The programme targets 40,000 smallholder farmers across six counties — Margibi, Bong, Nimba, Lofa, Grand Bassa, and Montserrado — with a package that includes access to disease-resistant, high-yielding cassava varieties developed by the International Institute of Tropical Agriculture, training in improved cultivation practices, group access to mechanised processing equipment through farmer cooperatives, and linkages to aggregators and processors able to pay premium prices for consistent-quality produce.

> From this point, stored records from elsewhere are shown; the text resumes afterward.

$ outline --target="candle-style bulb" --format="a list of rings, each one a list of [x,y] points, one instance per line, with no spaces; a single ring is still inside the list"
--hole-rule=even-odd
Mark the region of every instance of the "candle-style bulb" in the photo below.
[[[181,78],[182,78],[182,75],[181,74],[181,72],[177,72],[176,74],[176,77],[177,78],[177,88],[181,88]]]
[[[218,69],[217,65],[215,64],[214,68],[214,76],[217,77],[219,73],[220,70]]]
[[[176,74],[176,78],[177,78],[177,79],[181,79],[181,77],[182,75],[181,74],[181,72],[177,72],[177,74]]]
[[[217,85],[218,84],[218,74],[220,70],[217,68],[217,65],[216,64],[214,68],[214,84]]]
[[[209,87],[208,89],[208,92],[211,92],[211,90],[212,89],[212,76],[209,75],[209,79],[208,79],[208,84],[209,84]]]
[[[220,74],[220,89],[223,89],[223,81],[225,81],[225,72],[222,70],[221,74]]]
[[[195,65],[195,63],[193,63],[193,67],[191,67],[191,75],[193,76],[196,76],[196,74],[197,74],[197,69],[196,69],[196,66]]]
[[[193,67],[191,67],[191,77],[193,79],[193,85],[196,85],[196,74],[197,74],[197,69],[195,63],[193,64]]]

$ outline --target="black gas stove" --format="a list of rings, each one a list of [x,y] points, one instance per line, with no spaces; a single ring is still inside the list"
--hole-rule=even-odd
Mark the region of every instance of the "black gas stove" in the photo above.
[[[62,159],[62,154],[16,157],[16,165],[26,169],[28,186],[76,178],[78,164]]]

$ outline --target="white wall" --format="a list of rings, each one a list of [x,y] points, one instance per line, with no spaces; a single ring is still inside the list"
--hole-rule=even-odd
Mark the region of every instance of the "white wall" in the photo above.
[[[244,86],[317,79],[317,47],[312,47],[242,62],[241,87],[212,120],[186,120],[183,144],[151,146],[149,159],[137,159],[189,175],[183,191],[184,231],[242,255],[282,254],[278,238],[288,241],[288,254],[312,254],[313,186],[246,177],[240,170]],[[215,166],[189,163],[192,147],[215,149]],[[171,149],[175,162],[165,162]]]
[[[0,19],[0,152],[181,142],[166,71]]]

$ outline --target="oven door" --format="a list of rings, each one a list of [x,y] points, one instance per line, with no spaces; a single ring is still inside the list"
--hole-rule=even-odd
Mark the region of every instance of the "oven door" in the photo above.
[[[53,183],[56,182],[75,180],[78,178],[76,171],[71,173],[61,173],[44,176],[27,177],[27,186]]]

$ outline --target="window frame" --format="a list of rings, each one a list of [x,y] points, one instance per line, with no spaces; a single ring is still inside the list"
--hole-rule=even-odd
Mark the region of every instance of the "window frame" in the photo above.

TrueRate visited three farming communities in Margibi County in March 2026. In Kakata, the county capital, two farming cooperatives — one with 180 members and one with 240 — had received their first seed distributions under the programme. Cooperative leaders expressed cautious optimism, noting that the new varieties performed noticeably better in early field trials than the traditional varieties they had been cultivating. However, several farmers noted that the programme's mechanised processing equipment — a cassava chipping and drying machine shared among six cooperatives — had broken down twice in its first month and that spare parts were difficult to source locally.

The market linkage component — connecting farmers to processors able to pay more than the open roadside price — is the piece most likely to determine whether the initiative delivers lasting income gains. Domestic cassava processors in Monrovia and the surrounding area have reported chronic supply inconsistency as their primary constraint; they frequently operate below capacity because they cannot secure sufficient volumes of quality produce. If the cooperative aggregation model works as designed, it could create a feedback loop: reliable supply attracts processor investment, which raises the price processors can offer, which incentivises farmers to invest in higher-input cultivation.

The $15 million budget is modest relative to the scale of the challenge. IFAD and the Ministry of Agriculture acknowledge that the programme reaches approximately 10% of Liberia's cassava farming population. Scaling it to national coverage would require funding of $120–150 million over five years — a figure that would require sustained donor support or a restructuring of the agricultural development budget. For now, the Cassava Modernisation Initiative is a well-designed pilot. Whether it becomes the foundation of a national transformation depends on what the government and its partners do with what they learn from it.